Apenas um integrante do júri se opôs a declarar a mulher inocente por motivo de insanidade. O juiz William Sullivan anulou o processo após sete dias de deliberações. Agora, a promotoria deve decidir se submeterá o caso a um novo julgamento com outro grupo de jurados. A acusada permanecerá presa.
Clancy admitiu ter estrangulado Cora, de cinco anos, Dawson, de três, e Callan, de oito meses, na residência da família em Duxbury, em janeiro de 2023. Após os crimes, ela pulou da janela do segundo andar em tentativa de suicídio, o que a deixou paralisada da cintura para baixo.

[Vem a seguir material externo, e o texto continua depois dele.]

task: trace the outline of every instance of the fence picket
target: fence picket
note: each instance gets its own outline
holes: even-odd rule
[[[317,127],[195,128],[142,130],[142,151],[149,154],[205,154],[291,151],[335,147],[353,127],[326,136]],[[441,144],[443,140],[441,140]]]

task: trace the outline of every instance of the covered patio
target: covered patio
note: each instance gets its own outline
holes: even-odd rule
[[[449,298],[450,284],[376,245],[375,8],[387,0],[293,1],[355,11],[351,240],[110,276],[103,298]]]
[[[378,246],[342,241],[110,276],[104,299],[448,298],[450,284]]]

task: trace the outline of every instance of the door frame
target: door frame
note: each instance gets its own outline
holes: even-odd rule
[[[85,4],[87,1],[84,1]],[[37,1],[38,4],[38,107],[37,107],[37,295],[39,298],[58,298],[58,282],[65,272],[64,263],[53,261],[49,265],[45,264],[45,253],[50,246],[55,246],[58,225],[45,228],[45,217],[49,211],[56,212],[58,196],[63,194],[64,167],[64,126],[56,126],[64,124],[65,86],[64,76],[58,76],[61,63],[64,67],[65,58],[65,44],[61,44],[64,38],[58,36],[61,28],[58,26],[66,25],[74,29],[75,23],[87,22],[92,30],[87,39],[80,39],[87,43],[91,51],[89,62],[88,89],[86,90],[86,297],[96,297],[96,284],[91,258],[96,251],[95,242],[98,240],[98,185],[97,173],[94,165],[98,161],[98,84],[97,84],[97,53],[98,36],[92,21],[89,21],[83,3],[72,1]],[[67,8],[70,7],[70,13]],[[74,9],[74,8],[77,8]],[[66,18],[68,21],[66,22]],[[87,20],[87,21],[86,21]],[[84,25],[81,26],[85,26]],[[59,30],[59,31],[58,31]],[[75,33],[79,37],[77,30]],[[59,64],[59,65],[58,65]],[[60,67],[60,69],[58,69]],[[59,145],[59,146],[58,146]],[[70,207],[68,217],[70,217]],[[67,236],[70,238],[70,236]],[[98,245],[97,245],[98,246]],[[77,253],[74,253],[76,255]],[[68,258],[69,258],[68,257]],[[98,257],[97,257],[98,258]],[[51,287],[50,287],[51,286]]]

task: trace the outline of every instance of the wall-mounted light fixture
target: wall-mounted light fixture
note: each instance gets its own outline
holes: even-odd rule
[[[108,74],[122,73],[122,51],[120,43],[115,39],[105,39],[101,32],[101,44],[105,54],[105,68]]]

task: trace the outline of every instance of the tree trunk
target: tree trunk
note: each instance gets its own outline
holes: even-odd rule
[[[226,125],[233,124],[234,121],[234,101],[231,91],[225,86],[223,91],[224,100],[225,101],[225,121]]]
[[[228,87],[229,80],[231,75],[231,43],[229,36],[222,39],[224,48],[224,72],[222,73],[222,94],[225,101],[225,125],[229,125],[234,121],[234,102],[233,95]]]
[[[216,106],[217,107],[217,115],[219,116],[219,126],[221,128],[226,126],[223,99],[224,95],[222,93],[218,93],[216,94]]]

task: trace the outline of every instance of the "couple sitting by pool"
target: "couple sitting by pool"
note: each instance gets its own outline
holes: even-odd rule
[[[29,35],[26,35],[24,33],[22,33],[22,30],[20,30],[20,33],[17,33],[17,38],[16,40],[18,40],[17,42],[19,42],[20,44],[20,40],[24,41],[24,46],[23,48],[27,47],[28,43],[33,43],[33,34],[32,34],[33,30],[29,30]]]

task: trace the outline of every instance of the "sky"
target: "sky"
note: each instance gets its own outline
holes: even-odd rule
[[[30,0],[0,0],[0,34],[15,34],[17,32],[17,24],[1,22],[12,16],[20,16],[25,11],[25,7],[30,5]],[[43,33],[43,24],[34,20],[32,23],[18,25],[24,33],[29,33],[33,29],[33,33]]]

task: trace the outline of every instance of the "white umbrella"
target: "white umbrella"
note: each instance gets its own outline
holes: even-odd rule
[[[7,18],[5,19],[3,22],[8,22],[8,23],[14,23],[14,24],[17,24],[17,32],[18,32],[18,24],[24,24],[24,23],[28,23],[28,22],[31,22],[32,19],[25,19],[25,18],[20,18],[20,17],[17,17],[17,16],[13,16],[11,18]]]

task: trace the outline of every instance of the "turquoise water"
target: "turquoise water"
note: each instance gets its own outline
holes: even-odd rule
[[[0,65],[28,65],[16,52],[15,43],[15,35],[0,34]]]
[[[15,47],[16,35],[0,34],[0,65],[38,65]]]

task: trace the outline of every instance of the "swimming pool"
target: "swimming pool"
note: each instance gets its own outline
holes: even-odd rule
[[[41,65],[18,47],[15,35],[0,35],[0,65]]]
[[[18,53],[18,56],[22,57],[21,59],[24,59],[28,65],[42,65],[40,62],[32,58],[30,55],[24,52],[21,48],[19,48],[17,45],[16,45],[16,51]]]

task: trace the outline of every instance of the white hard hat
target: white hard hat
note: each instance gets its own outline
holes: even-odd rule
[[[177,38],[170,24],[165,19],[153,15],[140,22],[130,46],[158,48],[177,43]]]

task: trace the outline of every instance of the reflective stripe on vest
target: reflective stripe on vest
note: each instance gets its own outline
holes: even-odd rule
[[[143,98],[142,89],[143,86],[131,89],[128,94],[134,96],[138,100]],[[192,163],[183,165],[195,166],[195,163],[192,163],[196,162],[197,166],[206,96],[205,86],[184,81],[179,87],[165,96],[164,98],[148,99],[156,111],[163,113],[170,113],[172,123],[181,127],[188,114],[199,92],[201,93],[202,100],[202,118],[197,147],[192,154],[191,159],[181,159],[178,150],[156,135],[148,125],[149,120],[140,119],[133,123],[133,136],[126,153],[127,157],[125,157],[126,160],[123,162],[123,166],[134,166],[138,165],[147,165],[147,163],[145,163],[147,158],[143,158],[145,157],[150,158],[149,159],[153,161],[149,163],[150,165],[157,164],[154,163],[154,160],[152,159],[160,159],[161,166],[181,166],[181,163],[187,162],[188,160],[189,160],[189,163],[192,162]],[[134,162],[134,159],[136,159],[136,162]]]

A defesa sustentou que a ex-enfermeira ouviu vozes que ordenavam as mortes e que ela recebeu um atendimento médico péssimo ao buscar ajuda anteriormente. Promotores contestaram a tese, afirmando que os assassinatos foram planejados e que a ré compreendia as consequências de seus atos.
O processo durou cinco semanas e incluiu depoimentos de mais de 80 testemunhas, entre psiquiatras e familiares. Dezenas de mulheres vestidas de rosa compareceram ao tribunal de Plymouth para apoiar a ré e alertar sobre a saúde mental materna.
Se condenada por homicídio em primeiro grau, a mulher poderia pegar prisão perpétua sem liberdade condicional. Caso fosse considerada inocente por insanidade, seria internada em instituição psiquiátrica.